On October 5, 2015, the Bastar Bar Association in its General Body Meeting passed a resolution prohibiting any lawyer who is not enrolled in the State Bar Council or enrolled in the local bar from practicing in the local Court. The Jagdalpur Legal Aid Group which was established in 2013 and has ever since been working for the cause of the Adivasis in Chhattisgarh has been greatly affected by this resolution. The lawyers in the Group are enrolled with the Delhi State Bar Council and have, since the resolution, been prevented from practicing in the Chhattisgarh High Courts. (The letter from JagLAG chronicling the events can be accessed here)  The recent events in Chhattisgarh have led us to consider the legality of the Bar Association’s resolution that has been discussed in this blog post. Can advocates not registered with the Chhattisgarh State Bar Council practice in the Courts of Chhattisgarh and does the Bastar Bar Association (or any other Bar Association in Chhattisgarh) have the authority to pass a resolution making such prohibitions on a practice by advocates?


According to Section 30 of the Advocate’s Act, 1961an advocate whose name is enrolled in the State roll has the right to practice throughout the territory to which this Act extends…”  However, the right to practice under Section 30 is not absolute but is subject to restrictions that may be imposed by the Bar Council of India, the State Bar Councils, the Supreme Court, and the High Courts under the Advocates Act. In V Sudeer v. Bar Council of India,  the Supreme Court further held that such rules framed by these authorities cannot abrogate the right to practice itself but can only lay down the conditions that need to be fulfilled in order to make a lawyer eligible to practice before a Court.
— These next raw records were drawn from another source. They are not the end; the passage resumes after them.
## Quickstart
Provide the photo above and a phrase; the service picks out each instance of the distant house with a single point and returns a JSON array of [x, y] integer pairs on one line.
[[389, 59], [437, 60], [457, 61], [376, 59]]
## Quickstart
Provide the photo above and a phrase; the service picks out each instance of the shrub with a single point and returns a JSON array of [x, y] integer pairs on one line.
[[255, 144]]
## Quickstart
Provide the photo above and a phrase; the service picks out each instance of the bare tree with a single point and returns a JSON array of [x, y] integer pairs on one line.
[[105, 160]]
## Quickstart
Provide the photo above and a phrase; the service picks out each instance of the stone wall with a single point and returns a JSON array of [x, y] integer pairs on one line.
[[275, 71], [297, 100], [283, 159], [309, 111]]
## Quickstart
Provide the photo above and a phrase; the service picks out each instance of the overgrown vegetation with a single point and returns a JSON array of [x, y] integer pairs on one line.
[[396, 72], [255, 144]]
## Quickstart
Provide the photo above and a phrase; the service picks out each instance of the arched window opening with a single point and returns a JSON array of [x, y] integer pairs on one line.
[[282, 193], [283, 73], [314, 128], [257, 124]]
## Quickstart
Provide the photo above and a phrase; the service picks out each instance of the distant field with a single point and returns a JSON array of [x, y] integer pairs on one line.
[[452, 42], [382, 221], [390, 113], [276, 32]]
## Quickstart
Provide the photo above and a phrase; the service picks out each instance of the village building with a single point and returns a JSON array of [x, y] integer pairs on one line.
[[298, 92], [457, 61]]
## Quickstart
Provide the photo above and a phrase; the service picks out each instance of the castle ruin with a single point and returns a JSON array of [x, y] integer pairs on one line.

The Bar Council of India Rules in Chapter III of Part V states that “every advocate shall be under an obligation to see that his name appears on the role of the State Council within whose jurisdiction he ordinarily practices. Provided that if an advocate does not apply for transfer of his name to the role of the State Bar Council within whose jurisdiction he is ordinarily practicing within six months of the start of such practice, he or she shall be deemed guilty of professional misconduct within the meaning of Section 35 of the Advocates Act.” The word ‘advocate’ in this rule includes advocates enrolled in the State roll and is thus, applicable to the advocates of Chhattisgarh.


In addition to these Rules, the High Courts of states have also been given the power under Sec. 34 of the Advocates Act to lay down the conditions subject to which an advocate shall be permitted to practice in the High Court and subordinate courts in that state. The Chhattisgarh High Court Rules 2007, under Rule 262 states that, “an advocate who is not on the State roll of Advocates of the State in which the court is situated, shall not appear, act or plead in such court, unless he files an appointment along with an advocate who is on the role of such State Bar Council and who is ordinarily practicing in such court”. Thus, the Chhattisgarh High Court Rules reiterate the principle laid down by the BCI Rules, but also provide an exception that an advocate not enrolled in the State Bar Council could practice by filing an appointment alongside a Chhattisgarh State enrolled advocate. This procedure was indeed being followed by the Group’s lawyers.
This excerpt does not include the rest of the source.